The U.S. Postal Service (USPS) is a major business enterprise operated by the federal government. It has a legal monopoly over first‐​class mail, which prevents entrepreneurs from competing to improve quality and reduce costs.


I describe the postal system’s inefficiencies here, and discuss how European countries have privatized their systems and/​or opened them to competition.


In this country, privatization is needed more than ever because the USPS is increasingly distorting the booming package delivery business. My study discusses USPS cross‐​subsidies between its mail and package activities, and a recent article in the Wall Street Journal explored the problem further.


Josh Sandbulte argued that the USPS gives Amazon an unfair advantage over brick‐​and‐​mortar firms:

The U.S. Postal Service delivers [Amazon’s] boxes well below its own costs. Like an accelerant added to a fire, this subsidy is speeding up the collapse of traditional retailers in the U.S. and providing an unfair advantage for Amazon.


… The 2006 Postal Accountability and Enhancement Act made it illegal for the Postal Service to price parcel delivery below its cost. But with a networked business using shared buildings and employees, calculating cost can be devilishly subjective.


… An April analysis from Citigroup estimates that if costs were fairly allocated, on average parcels would cost $1.46 more to deliver. It is as if every Amazon box comes with a dollar or two stapled to the packing slip—a gift card from Uncle Sam.

In a response to Sandbulte here, the USPS claims that they do not cross‐​subsidize. The solution for this dispute? Privatize the USPS, repeal the monopoly, and let competitive markets decide on product pricing.

Another way that the USPS distorts the marketplace was explored in the Washington Post recently. Stamps​.com appears to have a sweetheart deal with the USPS related to selling postage, preparing labels, and servicing shippers:

At the heart of this dispute is the Postal Service’s use of discount deals, called negotiated service agreements, that allow some companies to sell postage for less than others even though the underlying service — having the Postal Service deliver a package to a particular address within a specified period of time — is identical. The details of these deals, and even the identities of companies receiving them, are not public because of the Postal Service’s broad exemption from public disclosure laws when it comes to its dealings with private businesses, leaving rivals to guess at who is getting better terms and why.

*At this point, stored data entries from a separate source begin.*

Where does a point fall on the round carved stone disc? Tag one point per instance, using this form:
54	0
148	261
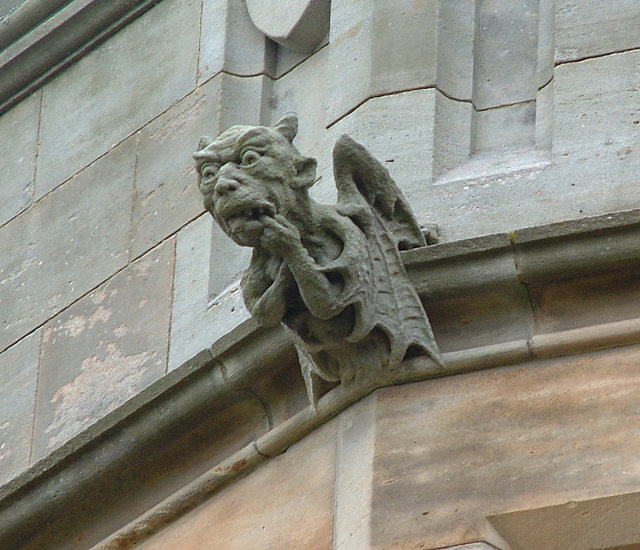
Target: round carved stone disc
298	25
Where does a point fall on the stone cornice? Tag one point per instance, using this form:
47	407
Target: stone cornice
42	37
129	449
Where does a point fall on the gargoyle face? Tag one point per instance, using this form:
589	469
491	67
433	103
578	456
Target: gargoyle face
250	172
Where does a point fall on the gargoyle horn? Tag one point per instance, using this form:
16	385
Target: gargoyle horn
287	126
205	141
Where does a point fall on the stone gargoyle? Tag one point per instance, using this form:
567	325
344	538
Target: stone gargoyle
330	273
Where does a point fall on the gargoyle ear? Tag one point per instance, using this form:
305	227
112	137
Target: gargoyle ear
287	126
306	176
205	141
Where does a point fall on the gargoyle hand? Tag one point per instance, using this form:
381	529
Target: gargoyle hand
280	236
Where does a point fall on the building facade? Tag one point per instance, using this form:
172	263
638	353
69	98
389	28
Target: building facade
141	406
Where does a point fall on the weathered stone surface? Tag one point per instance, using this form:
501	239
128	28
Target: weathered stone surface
331	274
165	196
590	27
610	522
104	349
456	27
505	52
304	90
501	128
298	25
205	260
65	244
230	42
596	300
595	155
354	476
18	141
286	503
451	134
287	60
398	130
18	376
450	452
116	89
379	47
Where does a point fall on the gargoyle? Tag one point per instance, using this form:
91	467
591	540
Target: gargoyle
330	273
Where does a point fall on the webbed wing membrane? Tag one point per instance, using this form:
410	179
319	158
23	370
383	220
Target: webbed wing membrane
368	195
363	182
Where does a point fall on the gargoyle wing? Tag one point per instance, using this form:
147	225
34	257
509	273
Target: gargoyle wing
364	183
371	199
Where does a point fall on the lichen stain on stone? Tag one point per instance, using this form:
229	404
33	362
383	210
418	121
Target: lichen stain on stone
46	334
102	385
121	330
99	296
101	314
75	326
142	267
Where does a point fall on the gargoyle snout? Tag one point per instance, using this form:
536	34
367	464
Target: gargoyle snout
226	185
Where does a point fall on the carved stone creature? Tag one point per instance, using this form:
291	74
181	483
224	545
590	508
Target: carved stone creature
331	274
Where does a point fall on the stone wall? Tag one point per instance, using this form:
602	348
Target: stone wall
110	273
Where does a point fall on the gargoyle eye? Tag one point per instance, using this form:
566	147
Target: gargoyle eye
250	157
209	170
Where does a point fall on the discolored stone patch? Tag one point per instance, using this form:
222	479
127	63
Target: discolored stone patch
285	504
451	452
104	349
18	374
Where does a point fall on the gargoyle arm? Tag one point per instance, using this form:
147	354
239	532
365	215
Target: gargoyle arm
265	299
319	294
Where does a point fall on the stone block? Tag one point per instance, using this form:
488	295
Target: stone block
569	304
379	47
501	128
304	90
505	52
590	28
286	503
456	27
18	376
166	191
230	42
480	319
287	60
450	452
546	42
116	89
593	168
104	349
398	131
452	134
354	475
196	272
296	24
66	244
18	142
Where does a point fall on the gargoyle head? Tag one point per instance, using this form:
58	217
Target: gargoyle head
249	172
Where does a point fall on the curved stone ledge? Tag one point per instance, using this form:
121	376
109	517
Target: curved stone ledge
254	373
40	38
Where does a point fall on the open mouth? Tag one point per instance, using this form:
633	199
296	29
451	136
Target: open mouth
249	214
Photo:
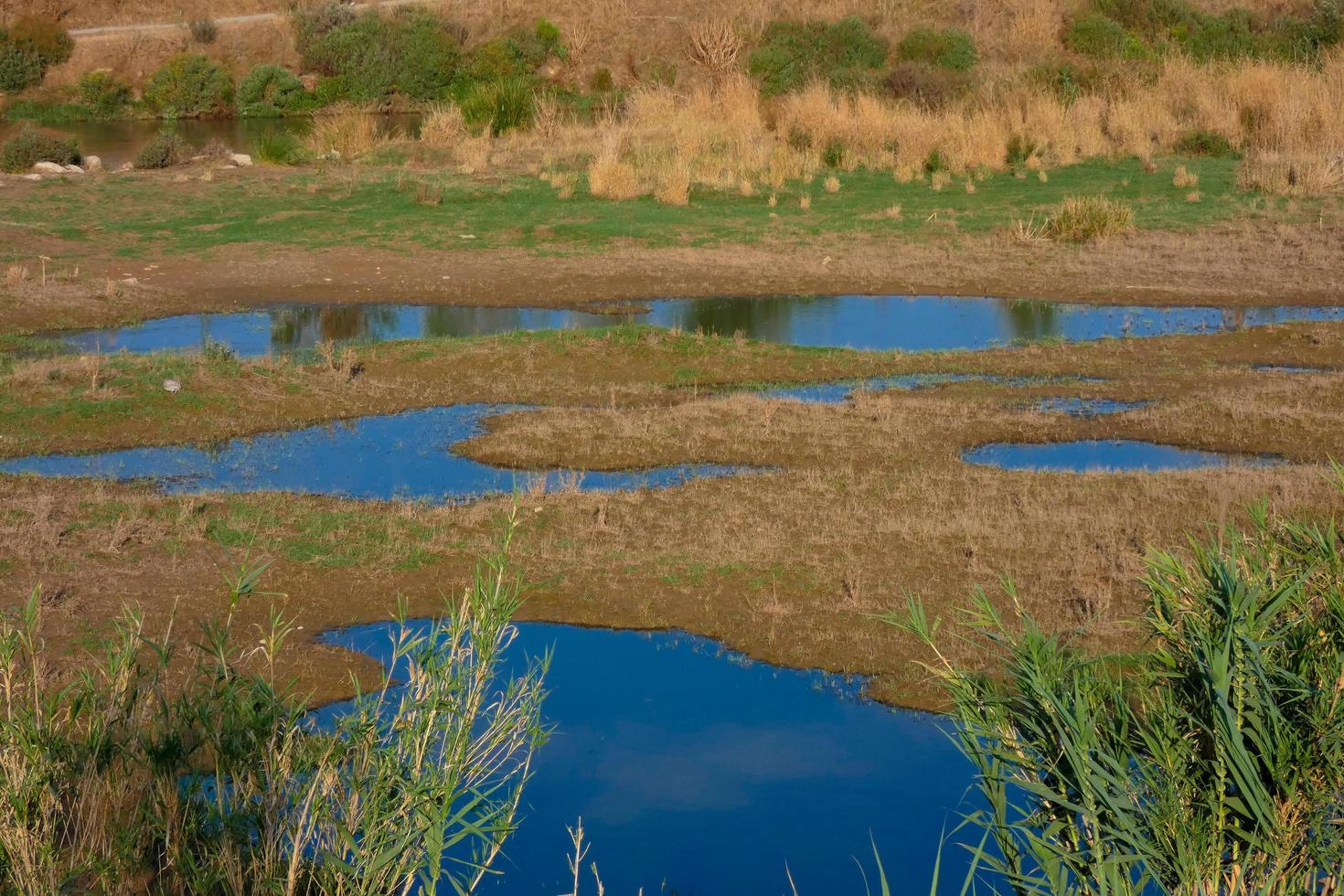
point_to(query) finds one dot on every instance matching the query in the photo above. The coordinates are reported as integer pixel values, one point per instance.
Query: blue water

Several current and former industry officials say they believe that Stamps​.com, through several subsidiary companies, has gotten particularly lucrative discount postage deals from the Postal Service and is using them in novel ways that give Stamps​.com an unfair competitive advantage over other companies.

The WaPo story talks about USPS dealings with language such as “opaque,” “closely held secrets,” and “details of which are not made public.” I’m confused—I thought the USPS was the people’s mail service operated in the public interest?


Alas, as I explored in this study on privatization, government agencies are usually less transparent than private enterprises. The WaPo says, “The Postal Service declined multiple requests for interviews regarding its postage‐​discount programs and did not respond to written questions from The Post.” Public agencies are often less responsive to the public than private ones.


Bottom line: We do not need a giant and secretive distortion machine in the middle of our mail and package industry, as the Europeans are showing us. Postal‐​socialism makes no sense in the Internet age.